Die tageszeitung (taz) wirft dem Bioland-Verband in ihrer Ausgabe vom 9. Februar 2016 vor, seine eigenen Medikamentenvorgaben zu unterlaufen.

 

Was ist beim Medikamenteneinsatz auf Biobetrieben nach EU-Öko-Verordnung erlaubt?

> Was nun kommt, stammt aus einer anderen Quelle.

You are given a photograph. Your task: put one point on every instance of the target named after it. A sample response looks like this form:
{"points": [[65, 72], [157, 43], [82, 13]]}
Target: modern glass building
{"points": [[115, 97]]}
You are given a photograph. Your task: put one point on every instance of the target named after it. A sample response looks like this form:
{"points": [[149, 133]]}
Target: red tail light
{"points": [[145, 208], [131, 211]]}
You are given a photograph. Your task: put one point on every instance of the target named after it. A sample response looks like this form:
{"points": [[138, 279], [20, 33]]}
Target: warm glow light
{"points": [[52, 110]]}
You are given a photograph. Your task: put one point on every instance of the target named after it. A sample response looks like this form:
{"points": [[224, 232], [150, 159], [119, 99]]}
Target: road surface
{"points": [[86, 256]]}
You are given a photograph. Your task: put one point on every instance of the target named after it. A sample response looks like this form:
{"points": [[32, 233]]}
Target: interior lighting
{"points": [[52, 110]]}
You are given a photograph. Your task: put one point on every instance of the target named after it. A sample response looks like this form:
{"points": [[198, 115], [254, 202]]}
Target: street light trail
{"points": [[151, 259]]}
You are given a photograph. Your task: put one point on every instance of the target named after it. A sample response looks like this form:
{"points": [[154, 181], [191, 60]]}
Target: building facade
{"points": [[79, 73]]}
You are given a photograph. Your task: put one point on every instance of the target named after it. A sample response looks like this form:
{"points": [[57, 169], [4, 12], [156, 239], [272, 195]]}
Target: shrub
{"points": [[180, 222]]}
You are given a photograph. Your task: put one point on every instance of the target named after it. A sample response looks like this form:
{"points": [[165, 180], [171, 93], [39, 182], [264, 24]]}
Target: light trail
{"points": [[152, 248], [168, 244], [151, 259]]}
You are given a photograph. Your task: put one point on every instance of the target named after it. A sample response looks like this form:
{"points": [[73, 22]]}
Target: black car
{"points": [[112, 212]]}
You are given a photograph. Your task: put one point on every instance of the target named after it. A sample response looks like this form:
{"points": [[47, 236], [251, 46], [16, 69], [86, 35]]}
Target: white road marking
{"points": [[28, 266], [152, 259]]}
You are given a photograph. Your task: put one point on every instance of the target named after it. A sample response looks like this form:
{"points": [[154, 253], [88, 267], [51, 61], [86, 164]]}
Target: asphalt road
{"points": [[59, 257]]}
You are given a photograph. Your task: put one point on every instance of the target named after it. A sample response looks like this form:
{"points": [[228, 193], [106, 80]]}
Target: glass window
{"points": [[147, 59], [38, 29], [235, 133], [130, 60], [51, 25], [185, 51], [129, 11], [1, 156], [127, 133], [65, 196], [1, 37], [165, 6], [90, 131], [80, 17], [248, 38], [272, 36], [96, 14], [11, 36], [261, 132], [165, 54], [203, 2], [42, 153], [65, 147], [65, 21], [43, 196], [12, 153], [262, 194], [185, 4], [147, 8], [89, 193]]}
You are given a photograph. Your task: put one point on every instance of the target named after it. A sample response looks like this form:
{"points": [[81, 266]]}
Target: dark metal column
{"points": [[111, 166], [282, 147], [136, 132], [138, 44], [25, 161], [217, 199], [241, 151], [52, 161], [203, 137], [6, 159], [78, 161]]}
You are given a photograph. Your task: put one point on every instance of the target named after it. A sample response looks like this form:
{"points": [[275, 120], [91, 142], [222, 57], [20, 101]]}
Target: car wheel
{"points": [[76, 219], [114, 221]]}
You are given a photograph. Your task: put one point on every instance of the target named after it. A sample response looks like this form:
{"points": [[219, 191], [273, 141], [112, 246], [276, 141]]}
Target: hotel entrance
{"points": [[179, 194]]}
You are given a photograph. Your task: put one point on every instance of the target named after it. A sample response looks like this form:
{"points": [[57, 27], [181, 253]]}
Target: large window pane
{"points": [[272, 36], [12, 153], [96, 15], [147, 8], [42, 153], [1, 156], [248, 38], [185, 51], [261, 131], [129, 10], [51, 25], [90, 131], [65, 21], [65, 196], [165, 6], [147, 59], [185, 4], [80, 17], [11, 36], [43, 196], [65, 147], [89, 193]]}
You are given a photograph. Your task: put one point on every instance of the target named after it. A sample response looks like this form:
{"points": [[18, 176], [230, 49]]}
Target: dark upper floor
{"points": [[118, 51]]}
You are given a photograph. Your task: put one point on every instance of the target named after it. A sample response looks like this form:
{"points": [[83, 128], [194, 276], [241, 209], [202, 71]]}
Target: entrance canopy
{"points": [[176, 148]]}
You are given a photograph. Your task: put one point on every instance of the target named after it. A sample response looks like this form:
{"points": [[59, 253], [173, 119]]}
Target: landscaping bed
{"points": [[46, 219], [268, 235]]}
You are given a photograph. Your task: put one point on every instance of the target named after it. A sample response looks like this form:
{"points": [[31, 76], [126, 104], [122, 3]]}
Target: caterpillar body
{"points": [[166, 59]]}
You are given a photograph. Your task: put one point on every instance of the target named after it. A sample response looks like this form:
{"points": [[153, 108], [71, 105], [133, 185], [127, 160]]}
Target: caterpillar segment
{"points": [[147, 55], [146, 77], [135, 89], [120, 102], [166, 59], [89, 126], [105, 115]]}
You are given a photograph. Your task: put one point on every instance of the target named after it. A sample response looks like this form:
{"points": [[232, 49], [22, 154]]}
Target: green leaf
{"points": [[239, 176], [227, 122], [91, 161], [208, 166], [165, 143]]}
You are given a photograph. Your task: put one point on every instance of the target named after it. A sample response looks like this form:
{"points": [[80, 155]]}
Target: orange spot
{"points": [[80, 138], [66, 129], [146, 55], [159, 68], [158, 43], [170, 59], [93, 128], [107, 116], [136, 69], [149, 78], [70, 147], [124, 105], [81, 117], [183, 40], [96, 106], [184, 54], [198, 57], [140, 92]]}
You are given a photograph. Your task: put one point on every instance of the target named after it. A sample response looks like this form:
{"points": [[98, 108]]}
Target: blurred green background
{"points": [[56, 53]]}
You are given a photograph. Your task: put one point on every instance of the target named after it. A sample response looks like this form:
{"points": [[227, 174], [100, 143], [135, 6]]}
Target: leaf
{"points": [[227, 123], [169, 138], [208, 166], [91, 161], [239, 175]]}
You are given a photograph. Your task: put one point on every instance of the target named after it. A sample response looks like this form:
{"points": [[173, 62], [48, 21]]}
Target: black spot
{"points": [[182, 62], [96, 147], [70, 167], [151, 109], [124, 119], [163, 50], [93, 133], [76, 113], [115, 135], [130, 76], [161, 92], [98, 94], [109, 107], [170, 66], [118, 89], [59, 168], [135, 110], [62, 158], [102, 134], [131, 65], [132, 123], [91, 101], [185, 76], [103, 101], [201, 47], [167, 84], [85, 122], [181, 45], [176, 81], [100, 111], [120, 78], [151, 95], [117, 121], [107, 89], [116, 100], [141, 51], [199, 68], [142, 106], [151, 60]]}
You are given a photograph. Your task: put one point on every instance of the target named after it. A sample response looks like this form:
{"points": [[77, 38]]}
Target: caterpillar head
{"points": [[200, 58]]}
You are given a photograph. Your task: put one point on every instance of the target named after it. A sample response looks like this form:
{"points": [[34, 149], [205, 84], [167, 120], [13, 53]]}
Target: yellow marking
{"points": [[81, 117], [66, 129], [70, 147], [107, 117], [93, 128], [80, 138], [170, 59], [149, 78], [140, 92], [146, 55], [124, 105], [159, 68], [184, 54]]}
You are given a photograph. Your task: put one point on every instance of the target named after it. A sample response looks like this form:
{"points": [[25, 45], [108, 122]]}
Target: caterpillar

Oberstes Ziel der Öko-Tierhaltung ist die Gesunderhaltung der Tiere durch angepasste Zucht, artgerechte Haltungsbedingungen, Fütterung und Betreuung. Erkrankungen und die medikamentöse Behandlung von Tieren sollen die Ausnahme sein. Artgerechte Tierhaltungsbedingungen wie genügend Platz, Weidegang, Auslauf, tiergerechte Fütterung, Beschäftigungsmöglichkeiten und längere Mastzeiten wirken den Ursachen vieler Krankheiten entgegen. Erkranken Öko-Tiere trotz dieser Haltungsbedingungen und aller Vorsorge, müssen Bio-Landwirte zunächst auf natürliche Heilmethoden, wie z.B. pflanzliche oder homöopathische Medikamente, zurückgreifen. Nur wenn die Wirksamkeit alternativer Heilverfahren nicht ausreicht, sind auch in der Öko-Tierhaltung Antibiotikagaben und andere chemisch-synthetische allopathische Therapien erlaubt. Solche Behandlungen müssen grundsätzlich durch einen Tierarzt verordnet werden. Zudem muss jeglicher Medikamenteneinsatz vom Tierarzt und vom Landwirt detailliert dokumentiert werden. Prophylaktische Behandlungen sind grundsätzlich verboten. Bei Tierarten, die weniger als ein Jahr alt werden (z.B. Mastgeflügel und Mastschweine), ist nach der EU-Öko-Verordnung nur eine einmalige Antibiotikabehandlung erlaubt. Eine weitere Antibiotikabehandlung führt bei Mastgeflügel und Mastschweinen bereits zu einer Aberkennung des Ökostatus. Tiere deren Lebenszeit länger als ein Jahr ist, dürfen maximal dreimal pro Jahr mit konventionellen Arzneimitteln behandelt werden (ausgenommen Impfstoffe, Antiparasitika und gesetzlich vorgeschriebene Behandlungen z.B. im Rahmen der Tierseuchenbekämpfung). Die konventionell angegebene Wartezeit ist zu verdoppeln.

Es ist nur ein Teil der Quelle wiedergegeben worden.